‘Berserk’ traders push up yen

The foreign-exchange market “went berserk” last week, as James Mackintosh put it in the FT. On Wednesday, the yen surged past ¥79.75 to the US dollar. That matched its previous post-1945 high against the greenback, reached in 1995 after the earthquake in Kobe. It then jumped another 4% within just 20 minutes.

Why the yen rocketed

One reason why the currency jumped is that it has long been viewed as a global safe haven. But leveraged investors unwinding carry trades reinforced the move. Carry traders borrow low-yielding yen, sell them and invest the proceeds in higher-yielding currencies such as the Australian dollar. A sharp rise in the yen causes a loss on these trades, prompting investors to unwind them and thus buy back yen.

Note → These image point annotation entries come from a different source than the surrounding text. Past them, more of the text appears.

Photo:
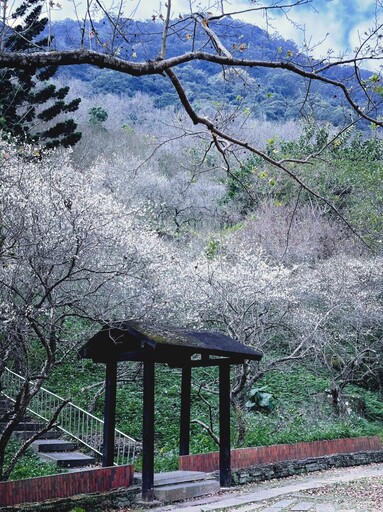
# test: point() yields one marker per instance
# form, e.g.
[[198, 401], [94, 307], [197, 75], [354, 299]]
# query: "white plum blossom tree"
[[71, 255]]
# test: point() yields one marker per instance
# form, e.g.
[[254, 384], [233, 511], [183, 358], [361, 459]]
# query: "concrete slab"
[[172, 477], [325, 507], [68, 459], [303, 506], [53, 445], [185, 490], [279, 505]]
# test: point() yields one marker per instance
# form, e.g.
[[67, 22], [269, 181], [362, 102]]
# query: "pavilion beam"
[[148, 432], [185, 411], [109, 414], [224, 416]]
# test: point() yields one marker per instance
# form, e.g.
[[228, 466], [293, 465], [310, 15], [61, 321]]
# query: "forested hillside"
[[266, 93], [249, 202]]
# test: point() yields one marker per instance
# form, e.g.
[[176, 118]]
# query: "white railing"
[[86, 428]]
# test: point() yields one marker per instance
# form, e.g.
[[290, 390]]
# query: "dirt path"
[[356, 489]]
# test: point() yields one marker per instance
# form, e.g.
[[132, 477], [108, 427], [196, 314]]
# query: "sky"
[[336, 24]]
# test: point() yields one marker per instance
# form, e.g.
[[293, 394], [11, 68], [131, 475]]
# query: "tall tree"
[[31, 108]]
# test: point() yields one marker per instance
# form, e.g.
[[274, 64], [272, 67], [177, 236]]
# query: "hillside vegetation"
[[148, 216]]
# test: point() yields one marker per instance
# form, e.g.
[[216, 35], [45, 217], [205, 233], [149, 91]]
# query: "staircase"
[[82, 428], [49, 447], [180, 485]]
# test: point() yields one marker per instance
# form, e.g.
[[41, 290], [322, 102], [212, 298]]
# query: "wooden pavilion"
[[179, 348]]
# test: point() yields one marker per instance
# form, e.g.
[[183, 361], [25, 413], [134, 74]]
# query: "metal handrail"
[[77, 423]]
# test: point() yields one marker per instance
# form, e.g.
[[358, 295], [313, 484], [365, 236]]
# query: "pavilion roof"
[[137, 341]]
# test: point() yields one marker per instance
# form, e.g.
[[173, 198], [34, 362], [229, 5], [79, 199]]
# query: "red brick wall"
[[246, 457], [35, 490]]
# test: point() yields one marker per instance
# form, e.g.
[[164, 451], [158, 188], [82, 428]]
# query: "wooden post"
[[148, 432], [109, 414], [224, 416], [185, 411]]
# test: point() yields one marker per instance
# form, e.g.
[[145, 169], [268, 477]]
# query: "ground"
[[357, 489]]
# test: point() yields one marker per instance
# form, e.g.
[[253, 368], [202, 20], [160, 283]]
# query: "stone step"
[[25, 425], [172, 477], [27, 434], [67, 459], [53, 445], [186, 490]]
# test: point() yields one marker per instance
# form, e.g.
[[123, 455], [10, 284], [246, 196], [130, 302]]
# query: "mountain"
[[272, 94]]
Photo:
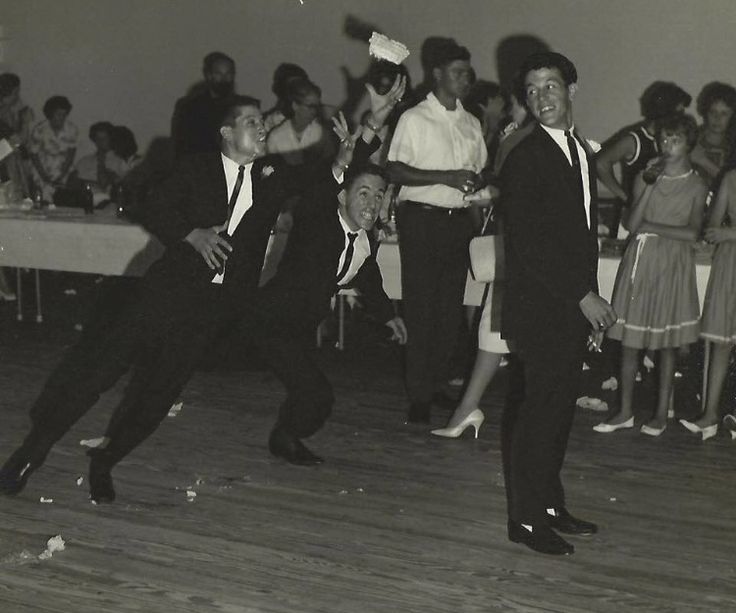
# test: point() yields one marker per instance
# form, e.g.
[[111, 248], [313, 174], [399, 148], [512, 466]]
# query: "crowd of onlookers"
[[297, 130]]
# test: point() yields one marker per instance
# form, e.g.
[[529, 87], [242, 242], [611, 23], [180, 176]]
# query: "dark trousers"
[[434, 267], [290, 354], [160, 335], [535, 431]]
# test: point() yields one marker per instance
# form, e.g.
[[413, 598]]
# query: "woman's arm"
[[642, 195]]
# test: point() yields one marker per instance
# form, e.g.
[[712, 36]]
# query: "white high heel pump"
[[474, 418]]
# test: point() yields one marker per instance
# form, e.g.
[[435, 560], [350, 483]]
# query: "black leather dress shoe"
[[285, 445], [418, 413], [540, 538], [101, 488], [14, 473], [563, 522]]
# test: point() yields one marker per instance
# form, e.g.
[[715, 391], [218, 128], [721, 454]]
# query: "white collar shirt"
[[361, 251], [431, 137], [559, 137], [244, 201]]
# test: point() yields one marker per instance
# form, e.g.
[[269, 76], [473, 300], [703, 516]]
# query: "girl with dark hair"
[[716, 105], [656, 295], [718, 324], [52, 147]]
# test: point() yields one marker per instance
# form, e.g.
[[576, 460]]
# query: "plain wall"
[[127, 61]]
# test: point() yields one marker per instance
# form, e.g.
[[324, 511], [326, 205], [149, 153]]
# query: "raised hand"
[[347, 140], [210, 245], [383, 104]]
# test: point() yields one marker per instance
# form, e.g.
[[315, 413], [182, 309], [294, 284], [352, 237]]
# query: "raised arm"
[[619, 151]]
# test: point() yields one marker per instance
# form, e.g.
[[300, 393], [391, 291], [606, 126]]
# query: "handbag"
[[485, 256]]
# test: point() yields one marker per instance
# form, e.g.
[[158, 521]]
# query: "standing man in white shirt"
[[551, 300], [437, 154]]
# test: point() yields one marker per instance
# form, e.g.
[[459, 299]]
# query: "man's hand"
[[347, 141], [210, 245], [466, 181], [597, 311], [383, 104], [719, 235], [398, 327]]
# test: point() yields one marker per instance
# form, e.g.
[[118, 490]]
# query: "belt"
[[439, 209]]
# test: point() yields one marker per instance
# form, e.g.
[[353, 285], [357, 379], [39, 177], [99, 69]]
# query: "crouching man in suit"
[[330, 248], [214, 215]]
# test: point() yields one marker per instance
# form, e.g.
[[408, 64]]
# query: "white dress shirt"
[[430, 137], [245, 197], [559, 137], [361, 251]]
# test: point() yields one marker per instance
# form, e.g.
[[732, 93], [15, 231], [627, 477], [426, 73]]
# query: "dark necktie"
[[235, 194], [575, 158], [348, 256]]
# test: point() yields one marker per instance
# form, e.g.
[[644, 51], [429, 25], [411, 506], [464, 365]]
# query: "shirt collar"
[[232, 165], [346, 229], [438, 106]]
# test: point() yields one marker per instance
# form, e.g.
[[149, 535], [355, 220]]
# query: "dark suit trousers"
[[161, 335], [535, 431], [434, 267], [290, 354]]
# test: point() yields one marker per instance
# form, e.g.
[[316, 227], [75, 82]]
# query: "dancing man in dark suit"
[[551, 300], [214, 215], [330, 248]]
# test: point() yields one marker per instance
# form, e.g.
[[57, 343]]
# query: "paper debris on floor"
[[610, 384], [594, 404], [54, 544]]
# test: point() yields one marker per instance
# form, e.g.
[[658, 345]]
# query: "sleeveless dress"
[[719, 311], [656, 294]]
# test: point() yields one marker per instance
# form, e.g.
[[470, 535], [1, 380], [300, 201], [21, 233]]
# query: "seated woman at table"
[[716, 105], [656, 295], [718, 324], [101, 169], [52, 147], [17, 117]]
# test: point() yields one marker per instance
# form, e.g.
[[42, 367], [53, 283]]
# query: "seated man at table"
[[181, 299], [214, 215], [330, 248]]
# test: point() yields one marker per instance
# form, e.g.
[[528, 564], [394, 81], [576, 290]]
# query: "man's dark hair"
[[480, 93], [713, 92], [446, 51], [123, 142], [100, 126], [229, 108], [56, 103], [662, 98], [355, 172], [212, 58], [297, 90], [679, 123], [8, 82], [283, 75], [549, 59]]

Moreover, investors bet that Japanese firms, notably insurers, will repatriate money from selling overseas assets, causing widespread yen buying. The upshot was that the yen was soaring just as Japan needed a boost from exports to spur growth. For a big exporter, a stronger currency is a form of monetary tightening, “which it needs like a hole in the head”, says Jeremy Warner on Telegraph.co.uk.

  • For an explanation of the yen carry trade, see Tim Bennett’s video tutorial: carry trades

To lower the yen, the world’s seven major industrialised nations approved late last week the first multilateral intervention in currency markets since 2000. Back then they banded together to shore up the euro. After major central banks sold around $25bn worth of yen late last week, it fell and steadied at around ¥81 to the dollar.

What next?

As Richard Fletcher notes in The Daily Telegraph, whether G7 intervention succeeds in stabilising the yen, or whether any further interventions will be needed, will only become clear over the next few months. But the danger of further yen gains seem smaller than many believe.

Dig into “the hard numbers”, and speculation that life- and non-life insurers are set to repatriate cash after ditching overseas assets “looks to be a false alarm”, says Hideyuki Sano on Reuters.com. As far as life insurers are concerned, over half their foreign bonds are currency-hedged. And their overall currency exposure amounts to just 5% of total assets. Even assuming a hefty hit from the earthquake, it’s hard to see their forex-selling amounting to more than ¥10bn-¥20bn. That’s a tiny sum in the context of a forex market with a daily turnover of $4trn. Non-life insurers’ sales would be bigger, but still hardly significant.

In any case, insurers have plenty of cash reserves and would dip into Japanese government bond holdings “if the worst came to the worst”, according to Yuji Saito of Crédit Agricole. “They have no reason to sell foreign assets.” And banks, “flush with deposits, are unlikely to need extra money to cover their losses on Japanese stocks”, adds Wayne Arnold on Breakingviews.com.

Yen strength will be short-lived

The idea that repatriation could drive up the yen stems from the widespread belief that this was the key reason the yen rose after Kobe. But Japanese authorities have contested this idea. Mizuho’s Jonathan Allum points out that, in March 1995, a few weeks after the Kobe quake, there was less repatriation than in the same month in 1994 and 1996. It seems “repatriation is just another urban myth”.

The strong yen is also largely due to dollar weakness: on a trade-weighted basis (against a basket of trading partners’ currencies), the yen is weaker than it was for much of the 1990s. Besides, says Mansoor Mohi-uddin of UBS, the cost of reconstruction, along with the near-term hit to the economy, will put more strain on public finances. More money printing, and the fact that Japan looks further away from raising interest rates than other major economies, also imply a weaker currency. So yen strength “is likely to be short-lived”.